Published: September, 2020

Submission: October, 2020

 



The Department of Health and Human Services (HHS) has implemented a new Medicare payment model, the End-Stage Renal Disease (ESRD) Treatment Choices (ETC) Model.


The ETC Model was developed to test whether the greater use of home dialysis and kidney transplantation for Medicare beneficiaries with ESRD will reduce Medicare expenditures, while also preserving or enhancing the quality of care furnished to beneficiaries with ESRD. The Model also seeks to incentivize the provision of additional resources to support greater utilization of home dialysis and kidney transplantation.


It is a mandatory payment model with a performance period beginning January 1, 2021, and ending June 30, 2027.


The rationale for a mandatory model for ESRD facilities and Managing Clinicians within selected geographic areas is to test the effect of payment incentives on availability and choice of treatment modality among a diverse group of providers and suppliers.


The ETC Model adjusts certain payments to nephrologists and other clinicians managing beneficiaries with ESRD and ESRD facilities selected to participate in the Model.
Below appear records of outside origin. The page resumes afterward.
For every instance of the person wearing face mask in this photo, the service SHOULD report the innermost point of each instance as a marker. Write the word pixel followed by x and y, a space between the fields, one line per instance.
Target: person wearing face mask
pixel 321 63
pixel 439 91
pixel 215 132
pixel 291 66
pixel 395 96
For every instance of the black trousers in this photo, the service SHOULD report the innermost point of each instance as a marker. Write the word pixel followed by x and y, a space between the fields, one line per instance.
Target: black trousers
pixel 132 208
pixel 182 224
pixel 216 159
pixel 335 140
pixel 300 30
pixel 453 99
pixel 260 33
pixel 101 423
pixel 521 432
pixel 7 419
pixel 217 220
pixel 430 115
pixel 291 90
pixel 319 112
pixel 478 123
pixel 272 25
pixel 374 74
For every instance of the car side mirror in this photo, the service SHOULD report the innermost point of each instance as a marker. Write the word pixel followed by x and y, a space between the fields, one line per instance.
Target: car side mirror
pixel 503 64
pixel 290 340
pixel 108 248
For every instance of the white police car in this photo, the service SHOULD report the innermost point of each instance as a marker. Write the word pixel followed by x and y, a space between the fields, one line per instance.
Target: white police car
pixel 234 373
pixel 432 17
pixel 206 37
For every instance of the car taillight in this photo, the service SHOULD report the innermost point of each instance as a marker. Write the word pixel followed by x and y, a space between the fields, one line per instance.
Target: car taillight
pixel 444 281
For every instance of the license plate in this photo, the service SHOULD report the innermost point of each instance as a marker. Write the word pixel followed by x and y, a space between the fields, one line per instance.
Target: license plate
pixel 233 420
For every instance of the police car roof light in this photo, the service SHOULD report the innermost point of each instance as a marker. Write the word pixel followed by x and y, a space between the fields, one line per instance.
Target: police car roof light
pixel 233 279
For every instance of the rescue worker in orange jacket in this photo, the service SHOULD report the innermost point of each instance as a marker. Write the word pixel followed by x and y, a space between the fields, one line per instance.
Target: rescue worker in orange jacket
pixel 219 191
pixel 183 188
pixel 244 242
In particular, the Model will apply payment adjustments to the adjusted ESRD Prospective Payment System per treatment base rate under the ESRD PPS to ESRD facilities required to participate, as well as the monthly capitation payment to Managing Clinicians required to participate.


These payment adjustments will offer the incentive to participating ESRD facilities and Managing Clinicians to work with beneficiaries and caregivers in the choice of treatment modality.


CMS has acknowledged that there may be instances of overlap with this program and other CMS programs, particularly dialysis programs. Yet, the release states that HHS believes the ETC Model is compatible with existing programs that provide opportunities to improve care and reduce spending, and HHS will work to resolve any overlapping issues, such as repetitive services or duplicative payment of services, should they arise.


The new ETC Model was released in tandem with a new Radiation Oncology (RO) payment model, discussed here.


In its release, HHS states, “We believe that these two models will test ways to further our goals of reducing Medicare expenditures while preserving or enhancing the quality of care furnished to beneficiaries.”


HHS notes that these two focus areas, radiation oncology and ESRD care, were chosen because participants in these models will have a significant opportunity to redesign care and improve the quality of care furnished to beneficiaries receiving these services.